Another animal that sprung to life on the ark was the pig. Israeli lore tells us how refuse was quickly pilling up inside the close quarters of the ark. Noah, in an attempt to remedy this problem, ran his hand down the back of an elephant from which sprang forth the world’s first pigs who quickly began to gorge themselves on the ark’s garbage.

There are also lots of legends about the birds on Noah’s ark, some good and some bad. One tale tells about how the magpies refused to roost inside the ark but instead sat on the roof discussing the sorry state of the flooded world. Ever since then magpies have been seen as an ill omen.
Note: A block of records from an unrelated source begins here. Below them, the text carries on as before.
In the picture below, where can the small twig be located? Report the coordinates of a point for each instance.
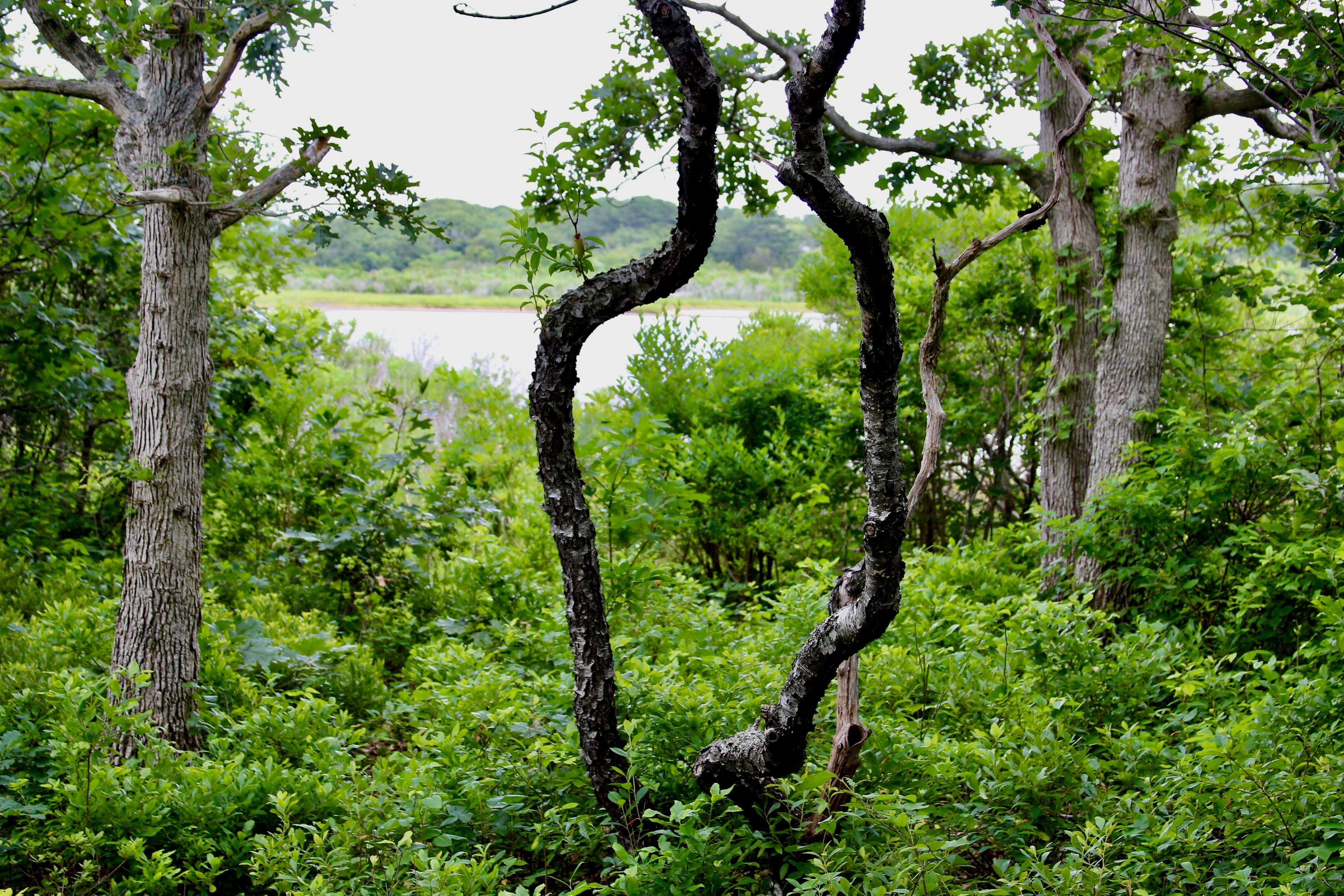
(463, 10)
(765, 160)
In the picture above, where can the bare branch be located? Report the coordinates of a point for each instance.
(1035, 181)
(463, 10)
(565, 328)
(1048, 41)
(1275, 125)
(271, 187)
(248, 31)
(775, 746)
(99, 92)
(931, 347)
(112, 92)
(792, 57)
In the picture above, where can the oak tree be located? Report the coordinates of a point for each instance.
(162, 70)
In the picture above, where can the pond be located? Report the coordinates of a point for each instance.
(507, 340)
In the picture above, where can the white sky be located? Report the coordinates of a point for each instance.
(444, 96)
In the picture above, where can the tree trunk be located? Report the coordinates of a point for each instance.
(168, 391)
(1156, 113)
(565, 330)
(776, 745)
(1076, 240)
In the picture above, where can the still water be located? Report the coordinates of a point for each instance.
(507, 340)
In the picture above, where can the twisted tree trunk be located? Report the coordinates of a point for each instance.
(565, 328)
(776, 745)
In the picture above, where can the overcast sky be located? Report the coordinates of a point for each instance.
(445, 96)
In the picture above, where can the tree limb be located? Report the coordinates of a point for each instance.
(463, 10)
(931, 347)
(792, 58)
(96, 91)
(170, 195)
(565, 328)
(1275, 125)
(248, 31)
(752, 761)
(1035, 181)
(273, 184)
(1226, 101)
(115, 94)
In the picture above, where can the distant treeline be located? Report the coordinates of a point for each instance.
(627, 229)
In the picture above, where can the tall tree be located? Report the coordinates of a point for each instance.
(566, 327)
(1167, 88)
(162, 70)
(1076, 234)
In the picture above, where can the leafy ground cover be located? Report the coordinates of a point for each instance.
(385, 684)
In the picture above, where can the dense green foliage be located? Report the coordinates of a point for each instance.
(385, 687)
(627, 229)
(385, 681)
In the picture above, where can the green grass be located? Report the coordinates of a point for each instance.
(314, 299)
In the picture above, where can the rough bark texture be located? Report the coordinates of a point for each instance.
(565, 328)
(168, 383)
(168, 390)
(850, 730)
(776, 745)
(1076, 241)
(1156, 113)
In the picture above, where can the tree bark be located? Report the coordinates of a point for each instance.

Genesis tells us about how after five months at sea Noah released two birds to go and see if the world was dry. The first bird was a raven, which originally had white feathers. The raven did not return to Noah but sat about eating the remains of floating corpses. Because of its foul diet the raven’s feathers have been black ever since. The second bird Noah released was a dove who returned with an olive branch in its beak, a sign that the earth was dry. To reward the dove God then gave it shinning white plumage that never molts.

Also according to folklore originating in the southern United States, after the flood God hung a rainbow in the sky as a sign that He would never flood the earth again. When Noah released all the birds from the ark they all flew through the rainbow and were given their beautiful multicolored plumage.

Finally, during the Middle Ages Christian monks told several animal fables concerning Noah Ark which involved wholly mythical beasts. Undoubtedly, the most famous of all mythical creatures to be connected to Noah’s ark is the unicorn. According to one popular story the unicorns did not make it onto Noah’s ark because they were too busy laughing and playing to give heed to Noah’s warning about the encroaching flood. According to another version the unicorn did make it on but was thrown off by Noah after an unspecified argument.

Above: Noah's Ark, painting by the American artist Edward Hicks (1780–1849).

Center: Noah releases the raven and the dove. From the Southern Netherlands, c. 1450-1460, artist unknown.